Sharon Stone—who starred in Basic Instinct, arguably the most talked-about sex scene in cinema history—has some thoughts about modern on-screen intimacy. Specifically: she thinks it's gotten too explicit, too gratuitous, and frankly, too boring.
In a Variety interview, Stone criticized contemporary sex scenes as "blatant" and "harsh," leaving nothing to the imagination. Her assessment? She fast-forwards through them. "I don't want to see it," she said, with the kind of blunt honesty that makes publicists nervous.
Coming from the woman who delivered that interrogation scene, this hits different. Stone isn't some pearl-clutching moralist—she's an actress who understood how to use sexuality as character development, not just titillation.
And she's not entirely wrong. Modern prestige television especially has developed a peculiar habit of treating graphic sex scenes as shorthand for "mature content." HBO practically built a brand on it. But somewhere along the way, the artistry got lost in the explicitness.
The Basic Instinct scene worked—controversial as it remains—because it served the story. It was about power, manipulation, and control. Whether you think it succeeded is debatable, but it had intent. Compare that to random streaming shows that throw in sex scenes like they're contractually obligated to meet a quota.

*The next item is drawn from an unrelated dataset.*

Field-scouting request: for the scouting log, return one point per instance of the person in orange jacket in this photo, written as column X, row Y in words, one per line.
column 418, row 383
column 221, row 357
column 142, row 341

Stone's generational perspective is valuable here. She came up in an era when suggestion was powerful, when what you didn't show mattered as much as what you did. Modern filmmakers, armed with relaxed content standards and HBO budgets, seem to have forgotten that restraint can be sexier than explicitness.
Of course, there's irony in Stone making this argument. Basic Instinct wasn't exactly subtle. But that's kind of the point—even the most famous sex scene of the 90s had layers beyond "look, naked people." It was a weapon in the scene's power dynamics.
The conversation around on-screen intimacy has shifted dramatically in recent years, with intimacy coordinators becoming standard and actors having more agency over what they're comfortable filming. That's unequivocally good. But Stone's critique isn't about safety or consent—it's about artistry.
She's arguing that modern filmmakers mistake graphic for meaningful, that they're showing everything while saying nothing. And frankly? Look at most streaming drama sex scenes and try to argue otherwise.
The pendulum has swung from the Hayes Code's puritanical restrictions to an era where graphic sex scenes are so common they're boring. Stone is suggesting maybe we've overcorrected. Maybe leaving something to the imagination isn't censorship—it's craft.
Will filmmakers listen? Probably not. Sex scenes drive social media engagement and streaming metrics. But coming from an actress who knows exactly what she's talking about, it's worth considering.
Sometimes what you don't show is more memorable than what you do. Basic Instinct proved that 34 years ago. Maybe it's time we remembered.